I had two CO2 sources initially. Started off with the Tetra Aquaplant Optimat CO2 depot thingy and got bored and added the Nutrafin, using a homebrew recipe (following the level guides in the container for sugar and water, plus a quarter teaspoon yeast and one teaspoon baking soda). The CO2 supply is evidently good, since pearling has been observed, especially from exposed roots and broken leaves. I've removed the Tetra setup and I still enjoy looking at them tiny bubbles rising in the tank (not on the flipper, though that's cute too).

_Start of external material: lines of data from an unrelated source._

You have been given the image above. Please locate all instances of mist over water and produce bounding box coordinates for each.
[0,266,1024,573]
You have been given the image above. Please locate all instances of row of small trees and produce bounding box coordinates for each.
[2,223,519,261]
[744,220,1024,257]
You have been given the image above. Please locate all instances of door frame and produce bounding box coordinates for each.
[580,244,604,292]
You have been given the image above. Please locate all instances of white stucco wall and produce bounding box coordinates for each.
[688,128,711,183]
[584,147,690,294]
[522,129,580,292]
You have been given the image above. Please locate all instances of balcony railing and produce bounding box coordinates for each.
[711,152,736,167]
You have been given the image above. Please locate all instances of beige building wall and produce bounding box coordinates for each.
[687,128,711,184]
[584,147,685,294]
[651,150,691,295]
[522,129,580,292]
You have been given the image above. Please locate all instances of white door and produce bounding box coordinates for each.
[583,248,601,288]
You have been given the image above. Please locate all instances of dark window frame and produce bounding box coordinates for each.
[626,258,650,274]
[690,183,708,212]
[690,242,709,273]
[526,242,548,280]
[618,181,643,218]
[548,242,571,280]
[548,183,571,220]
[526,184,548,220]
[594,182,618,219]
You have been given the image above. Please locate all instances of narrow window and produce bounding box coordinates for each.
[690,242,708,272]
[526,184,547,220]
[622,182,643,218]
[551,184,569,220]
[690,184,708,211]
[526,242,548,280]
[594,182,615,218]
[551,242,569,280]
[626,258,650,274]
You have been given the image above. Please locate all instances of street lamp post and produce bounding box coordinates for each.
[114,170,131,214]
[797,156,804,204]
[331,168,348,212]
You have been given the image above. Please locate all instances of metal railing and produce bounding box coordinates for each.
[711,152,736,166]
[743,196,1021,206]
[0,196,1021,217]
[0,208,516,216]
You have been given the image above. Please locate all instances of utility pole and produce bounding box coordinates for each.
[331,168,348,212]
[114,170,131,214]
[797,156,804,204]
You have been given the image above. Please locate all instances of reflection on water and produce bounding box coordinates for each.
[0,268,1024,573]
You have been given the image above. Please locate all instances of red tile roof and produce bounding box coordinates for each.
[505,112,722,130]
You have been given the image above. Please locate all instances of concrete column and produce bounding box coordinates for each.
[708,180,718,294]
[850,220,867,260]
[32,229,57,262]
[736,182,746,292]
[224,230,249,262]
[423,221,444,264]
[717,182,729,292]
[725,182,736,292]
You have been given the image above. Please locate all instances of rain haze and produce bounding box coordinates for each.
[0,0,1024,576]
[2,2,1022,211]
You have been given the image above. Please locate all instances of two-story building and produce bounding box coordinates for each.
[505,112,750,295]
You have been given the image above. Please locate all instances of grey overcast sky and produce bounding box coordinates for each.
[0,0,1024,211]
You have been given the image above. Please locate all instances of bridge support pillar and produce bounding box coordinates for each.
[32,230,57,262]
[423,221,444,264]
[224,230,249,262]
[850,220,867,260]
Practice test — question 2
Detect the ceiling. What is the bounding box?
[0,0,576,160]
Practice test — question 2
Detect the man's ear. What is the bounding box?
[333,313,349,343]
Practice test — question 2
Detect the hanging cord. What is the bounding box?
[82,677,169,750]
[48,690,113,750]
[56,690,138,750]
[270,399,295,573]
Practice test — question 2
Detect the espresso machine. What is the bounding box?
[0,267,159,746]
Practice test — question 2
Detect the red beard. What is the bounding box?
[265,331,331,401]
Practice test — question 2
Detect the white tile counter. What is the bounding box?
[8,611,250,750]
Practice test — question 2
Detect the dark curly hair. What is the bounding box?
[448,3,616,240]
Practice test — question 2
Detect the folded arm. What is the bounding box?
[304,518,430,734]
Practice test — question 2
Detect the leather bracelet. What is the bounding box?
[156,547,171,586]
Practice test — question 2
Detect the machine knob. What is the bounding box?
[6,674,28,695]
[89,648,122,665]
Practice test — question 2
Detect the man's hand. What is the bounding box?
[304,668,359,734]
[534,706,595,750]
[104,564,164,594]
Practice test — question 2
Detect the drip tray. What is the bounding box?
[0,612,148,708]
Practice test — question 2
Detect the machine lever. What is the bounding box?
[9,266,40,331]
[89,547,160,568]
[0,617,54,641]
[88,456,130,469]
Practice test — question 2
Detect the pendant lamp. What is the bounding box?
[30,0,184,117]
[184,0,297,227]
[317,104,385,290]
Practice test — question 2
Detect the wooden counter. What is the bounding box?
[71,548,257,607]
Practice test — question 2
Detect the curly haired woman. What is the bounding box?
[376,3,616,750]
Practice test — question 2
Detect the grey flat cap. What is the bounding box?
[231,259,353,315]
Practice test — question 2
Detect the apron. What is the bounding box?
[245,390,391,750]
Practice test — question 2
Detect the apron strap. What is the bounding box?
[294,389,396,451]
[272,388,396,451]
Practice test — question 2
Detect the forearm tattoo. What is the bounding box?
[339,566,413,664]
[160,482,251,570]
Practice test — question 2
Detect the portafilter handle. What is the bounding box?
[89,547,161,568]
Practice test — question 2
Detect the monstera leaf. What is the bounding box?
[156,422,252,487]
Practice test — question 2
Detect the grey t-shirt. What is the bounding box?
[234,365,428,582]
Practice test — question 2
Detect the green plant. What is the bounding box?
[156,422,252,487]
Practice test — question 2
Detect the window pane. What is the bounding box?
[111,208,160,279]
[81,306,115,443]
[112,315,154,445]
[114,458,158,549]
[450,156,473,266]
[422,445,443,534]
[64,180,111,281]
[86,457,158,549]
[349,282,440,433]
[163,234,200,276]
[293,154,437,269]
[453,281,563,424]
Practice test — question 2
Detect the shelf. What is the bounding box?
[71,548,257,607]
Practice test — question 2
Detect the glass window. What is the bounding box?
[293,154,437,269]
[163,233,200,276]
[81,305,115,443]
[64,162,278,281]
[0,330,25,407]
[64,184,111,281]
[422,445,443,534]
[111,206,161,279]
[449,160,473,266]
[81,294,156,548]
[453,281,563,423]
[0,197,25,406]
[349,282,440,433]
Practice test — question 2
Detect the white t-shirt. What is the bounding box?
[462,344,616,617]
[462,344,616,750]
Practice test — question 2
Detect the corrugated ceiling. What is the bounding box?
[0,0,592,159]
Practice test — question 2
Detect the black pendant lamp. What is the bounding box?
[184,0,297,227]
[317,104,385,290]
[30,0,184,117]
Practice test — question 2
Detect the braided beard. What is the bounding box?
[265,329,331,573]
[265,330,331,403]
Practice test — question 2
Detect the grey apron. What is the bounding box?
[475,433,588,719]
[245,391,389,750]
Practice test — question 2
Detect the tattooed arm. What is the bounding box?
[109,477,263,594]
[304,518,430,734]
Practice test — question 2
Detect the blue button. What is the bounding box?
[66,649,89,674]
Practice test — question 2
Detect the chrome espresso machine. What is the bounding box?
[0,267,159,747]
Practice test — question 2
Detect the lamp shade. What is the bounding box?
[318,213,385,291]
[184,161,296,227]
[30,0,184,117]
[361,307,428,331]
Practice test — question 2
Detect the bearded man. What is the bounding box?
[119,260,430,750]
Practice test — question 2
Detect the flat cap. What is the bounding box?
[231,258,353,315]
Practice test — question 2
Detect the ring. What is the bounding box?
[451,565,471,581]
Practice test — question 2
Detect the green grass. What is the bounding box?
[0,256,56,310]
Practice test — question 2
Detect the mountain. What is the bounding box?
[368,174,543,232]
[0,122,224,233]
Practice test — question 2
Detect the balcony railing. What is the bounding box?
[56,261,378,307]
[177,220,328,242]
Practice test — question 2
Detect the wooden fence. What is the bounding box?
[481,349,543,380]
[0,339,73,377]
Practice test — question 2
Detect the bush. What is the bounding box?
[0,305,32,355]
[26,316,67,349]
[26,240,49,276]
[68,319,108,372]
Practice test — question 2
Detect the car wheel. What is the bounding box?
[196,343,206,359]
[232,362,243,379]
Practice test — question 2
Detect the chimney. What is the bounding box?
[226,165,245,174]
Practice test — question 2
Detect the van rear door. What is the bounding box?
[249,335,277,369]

Plant growth is good, but there's the algae on the Wisteria and the Cambomba, and the Bacopa as well. Maybe I should just dump the former two since the tank's apparently "cycled" (no ammonia and nitrite detected), and get some of the fancier plants. Any suggestions on this too?
What??? A kh of 40ppm?
You sure about it.
Normally, we have kh in the range of 2 to 5ppm.
Yours are way too high.
Must be the coral chips you added it.
Chua, ptero's KH is perfectly fine at 40ppm (2.2dkH)...just make sure it doesn't go down further though. For your info, 1dkH = 17.9ppm...
Regards
Peter Gwee
Hmm wats the temperature?
oops.
Thanks for the correction. Will keep that in mind.